A Cloud in the Shape of a Girl is a poignant novel about three generations of the Wise family—Evelyn, Laura, and Grace—as they hunt for contentment amid chaos of their own making.
We see these women and their trials, small and large: social slights and heartbreaks; marital disappointments and infidelities; familial dysfunction; mortality. Spanning from World War II to the present, Thompson reveals a matrilineal love story that is so perfectly grounded in our time—a story of three women regressing, stalling, and yes, evolving, over decades. One of the burning questions she asks is: by serving her family, is a woman destined to repeat the mistakes of previous generations, or can she transcend the expectations of a place, and a time? Can she truly be free?

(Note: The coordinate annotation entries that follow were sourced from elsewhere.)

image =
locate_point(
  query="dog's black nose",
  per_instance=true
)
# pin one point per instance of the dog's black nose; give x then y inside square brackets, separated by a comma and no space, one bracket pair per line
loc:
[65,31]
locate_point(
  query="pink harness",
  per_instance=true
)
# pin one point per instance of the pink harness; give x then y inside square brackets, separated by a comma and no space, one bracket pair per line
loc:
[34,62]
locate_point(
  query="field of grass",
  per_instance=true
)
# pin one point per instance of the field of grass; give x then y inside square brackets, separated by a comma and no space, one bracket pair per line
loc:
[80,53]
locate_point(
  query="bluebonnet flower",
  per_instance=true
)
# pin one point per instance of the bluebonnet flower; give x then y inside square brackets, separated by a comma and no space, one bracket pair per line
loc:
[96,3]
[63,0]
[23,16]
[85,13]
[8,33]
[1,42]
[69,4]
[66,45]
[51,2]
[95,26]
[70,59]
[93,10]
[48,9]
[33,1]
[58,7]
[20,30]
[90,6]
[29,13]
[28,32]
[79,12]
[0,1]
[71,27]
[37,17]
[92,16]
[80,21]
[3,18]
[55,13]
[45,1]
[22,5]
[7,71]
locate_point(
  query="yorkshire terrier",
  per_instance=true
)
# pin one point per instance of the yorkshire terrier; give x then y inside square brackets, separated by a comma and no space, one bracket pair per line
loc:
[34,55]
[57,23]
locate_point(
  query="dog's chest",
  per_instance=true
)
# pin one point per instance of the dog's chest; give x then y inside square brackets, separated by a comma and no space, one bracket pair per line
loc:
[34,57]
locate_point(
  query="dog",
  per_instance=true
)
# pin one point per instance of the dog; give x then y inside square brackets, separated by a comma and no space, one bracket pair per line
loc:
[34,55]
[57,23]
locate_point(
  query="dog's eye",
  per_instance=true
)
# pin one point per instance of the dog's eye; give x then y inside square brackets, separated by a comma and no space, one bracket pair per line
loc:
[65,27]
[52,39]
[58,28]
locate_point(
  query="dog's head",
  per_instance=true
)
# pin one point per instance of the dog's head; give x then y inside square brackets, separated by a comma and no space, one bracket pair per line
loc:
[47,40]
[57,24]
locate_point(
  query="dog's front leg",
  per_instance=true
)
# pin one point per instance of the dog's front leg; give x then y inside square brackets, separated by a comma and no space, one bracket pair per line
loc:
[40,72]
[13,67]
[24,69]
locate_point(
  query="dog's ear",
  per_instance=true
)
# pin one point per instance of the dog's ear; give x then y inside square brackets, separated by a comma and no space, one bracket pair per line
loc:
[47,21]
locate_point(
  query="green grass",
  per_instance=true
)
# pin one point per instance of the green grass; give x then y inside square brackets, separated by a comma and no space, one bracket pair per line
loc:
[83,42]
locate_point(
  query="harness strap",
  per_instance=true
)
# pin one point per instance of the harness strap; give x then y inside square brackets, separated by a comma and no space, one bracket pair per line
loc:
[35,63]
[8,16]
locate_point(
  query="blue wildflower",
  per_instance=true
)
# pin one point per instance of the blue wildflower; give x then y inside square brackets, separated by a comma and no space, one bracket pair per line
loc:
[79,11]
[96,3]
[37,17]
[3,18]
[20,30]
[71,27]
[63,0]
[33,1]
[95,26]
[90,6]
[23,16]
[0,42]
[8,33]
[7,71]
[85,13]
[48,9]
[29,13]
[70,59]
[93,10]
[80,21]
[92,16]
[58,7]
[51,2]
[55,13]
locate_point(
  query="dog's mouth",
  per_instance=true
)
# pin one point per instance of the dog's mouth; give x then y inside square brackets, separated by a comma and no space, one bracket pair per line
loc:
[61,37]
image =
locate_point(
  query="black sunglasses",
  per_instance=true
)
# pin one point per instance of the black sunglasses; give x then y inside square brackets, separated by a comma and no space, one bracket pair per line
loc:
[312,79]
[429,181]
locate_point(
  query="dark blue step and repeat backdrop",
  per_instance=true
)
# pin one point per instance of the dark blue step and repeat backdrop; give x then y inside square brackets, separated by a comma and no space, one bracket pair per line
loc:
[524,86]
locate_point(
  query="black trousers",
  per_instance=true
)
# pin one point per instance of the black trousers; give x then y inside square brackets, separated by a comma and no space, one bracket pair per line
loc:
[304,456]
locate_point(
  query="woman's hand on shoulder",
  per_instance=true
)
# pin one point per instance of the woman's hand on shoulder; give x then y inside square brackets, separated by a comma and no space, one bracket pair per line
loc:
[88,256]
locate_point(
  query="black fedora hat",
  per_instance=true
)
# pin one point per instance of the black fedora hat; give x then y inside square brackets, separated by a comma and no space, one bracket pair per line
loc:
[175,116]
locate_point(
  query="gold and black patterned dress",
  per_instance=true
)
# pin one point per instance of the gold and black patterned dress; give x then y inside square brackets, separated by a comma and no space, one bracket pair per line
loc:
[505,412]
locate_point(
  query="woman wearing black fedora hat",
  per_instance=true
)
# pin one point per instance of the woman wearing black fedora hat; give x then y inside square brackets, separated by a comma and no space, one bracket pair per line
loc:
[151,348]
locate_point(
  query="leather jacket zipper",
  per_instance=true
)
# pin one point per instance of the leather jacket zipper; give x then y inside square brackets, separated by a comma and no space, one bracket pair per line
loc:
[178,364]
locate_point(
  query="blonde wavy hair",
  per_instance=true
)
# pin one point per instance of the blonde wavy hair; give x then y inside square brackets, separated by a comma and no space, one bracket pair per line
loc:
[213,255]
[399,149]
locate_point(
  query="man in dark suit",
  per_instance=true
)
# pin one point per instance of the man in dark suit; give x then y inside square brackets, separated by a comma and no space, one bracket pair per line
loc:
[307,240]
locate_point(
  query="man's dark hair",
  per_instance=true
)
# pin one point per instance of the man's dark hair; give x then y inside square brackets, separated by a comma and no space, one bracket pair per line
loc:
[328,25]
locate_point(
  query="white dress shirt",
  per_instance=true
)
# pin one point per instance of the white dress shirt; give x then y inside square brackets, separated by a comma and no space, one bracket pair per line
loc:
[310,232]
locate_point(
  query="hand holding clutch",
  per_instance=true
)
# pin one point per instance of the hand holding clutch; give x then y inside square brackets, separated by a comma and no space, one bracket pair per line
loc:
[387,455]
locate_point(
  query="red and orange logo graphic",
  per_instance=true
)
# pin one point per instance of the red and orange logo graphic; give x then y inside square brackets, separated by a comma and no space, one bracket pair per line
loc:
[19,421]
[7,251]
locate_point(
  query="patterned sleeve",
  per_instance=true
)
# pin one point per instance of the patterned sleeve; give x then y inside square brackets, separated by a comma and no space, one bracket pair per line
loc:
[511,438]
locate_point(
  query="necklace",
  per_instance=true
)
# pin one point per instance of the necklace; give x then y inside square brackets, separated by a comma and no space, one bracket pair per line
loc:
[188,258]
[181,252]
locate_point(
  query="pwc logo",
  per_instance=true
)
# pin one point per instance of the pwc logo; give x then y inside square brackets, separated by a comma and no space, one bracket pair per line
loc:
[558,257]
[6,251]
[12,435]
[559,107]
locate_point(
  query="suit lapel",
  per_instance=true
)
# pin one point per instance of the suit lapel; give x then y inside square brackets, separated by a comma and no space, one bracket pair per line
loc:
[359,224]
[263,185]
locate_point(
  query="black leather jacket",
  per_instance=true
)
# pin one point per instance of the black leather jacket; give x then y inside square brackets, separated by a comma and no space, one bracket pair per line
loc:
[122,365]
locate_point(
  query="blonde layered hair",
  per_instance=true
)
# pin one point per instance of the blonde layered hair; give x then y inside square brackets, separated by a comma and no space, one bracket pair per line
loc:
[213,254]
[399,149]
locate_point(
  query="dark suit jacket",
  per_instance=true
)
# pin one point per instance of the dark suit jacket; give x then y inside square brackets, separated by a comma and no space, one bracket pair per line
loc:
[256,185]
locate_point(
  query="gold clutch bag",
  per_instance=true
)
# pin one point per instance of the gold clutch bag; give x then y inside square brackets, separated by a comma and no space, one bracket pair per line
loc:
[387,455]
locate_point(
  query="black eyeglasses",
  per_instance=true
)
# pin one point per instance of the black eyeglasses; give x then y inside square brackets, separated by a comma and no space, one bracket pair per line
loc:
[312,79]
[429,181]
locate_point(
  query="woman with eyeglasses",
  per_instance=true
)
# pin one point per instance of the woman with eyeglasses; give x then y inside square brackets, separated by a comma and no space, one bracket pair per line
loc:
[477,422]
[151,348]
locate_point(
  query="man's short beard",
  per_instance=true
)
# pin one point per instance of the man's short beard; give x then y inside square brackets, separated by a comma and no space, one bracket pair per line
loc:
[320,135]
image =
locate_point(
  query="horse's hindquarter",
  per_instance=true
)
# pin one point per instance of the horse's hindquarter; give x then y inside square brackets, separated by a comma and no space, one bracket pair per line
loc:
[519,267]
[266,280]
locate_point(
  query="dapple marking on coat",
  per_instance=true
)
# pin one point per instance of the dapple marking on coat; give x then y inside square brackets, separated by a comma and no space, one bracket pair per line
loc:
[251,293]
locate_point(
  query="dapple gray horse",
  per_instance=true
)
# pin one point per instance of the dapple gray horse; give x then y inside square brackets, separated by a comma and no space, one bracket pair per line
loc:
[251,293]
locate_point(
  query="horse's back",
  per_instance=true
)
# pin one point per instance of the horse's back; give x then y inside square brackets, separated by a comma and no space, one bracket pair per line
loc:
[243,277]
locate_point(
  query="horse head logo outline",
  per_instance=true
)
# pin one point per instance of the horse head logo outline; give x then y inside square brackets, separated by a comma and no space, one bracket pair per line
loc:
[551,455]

Evelyn, Laura, and Grace are the glue that binds their family together. Tethered to their small Midwestern town—by choice or chance—Jean Thompson seamlessly weaves together the stories of the Wise women with humanity and elegance, through their heartbreaks, setbacks, triumphs, and tragedies. “Thompson’s new novel draws the reader in with character and plot…but what ultimately holds the reader enthralled is…her ability to capture the nuance of individual moments, thoughts, and reactions. No one writing today is better at this…[an] extraordinary novel” (Washington Independent Review of Books).
PUBLISHERS WEEKLY
Thompson's incisive, intricate novel centers on three generations of women living in a small, unnamed Midwestern college town. Evelyn Wise worked as a history professor during WWII, and after the war married Andrew. Evelyn's greatest happiness in life seemed to stem from her career achievements which included work for the League of Women Voters rather than marrying and raising her two children, Laura and Mark. Laura held career ambitions that paled next to her desire to marry and have a family. Her post-college partying lifestyle led to her meeting Gabe Arnold, a graduate student studying computer science who seemed to be more of an adult than any of the boys she knew. They have two children, Grace and Michael. Grace has now finished college and works at a health food store in town, while Michael struggles with substance abuse and his halting music career. Laura takes on the role of caregiver for Evelyn, who is dying from cancer, and Gabe, who is an alcoholic. Grace struggles to not repeat her mother's mistakes, determined to live life on her own terms. As Thompson (Who Do You Love) examines the present and past of each of the three generations of women, she adroitly reveals how their life experiences shaped them into being so different from one another. Intense, compassionate, and satisfying, Thompson's novel is filled with real, complex characters whose destinies are inextricably tied to the women in their lives.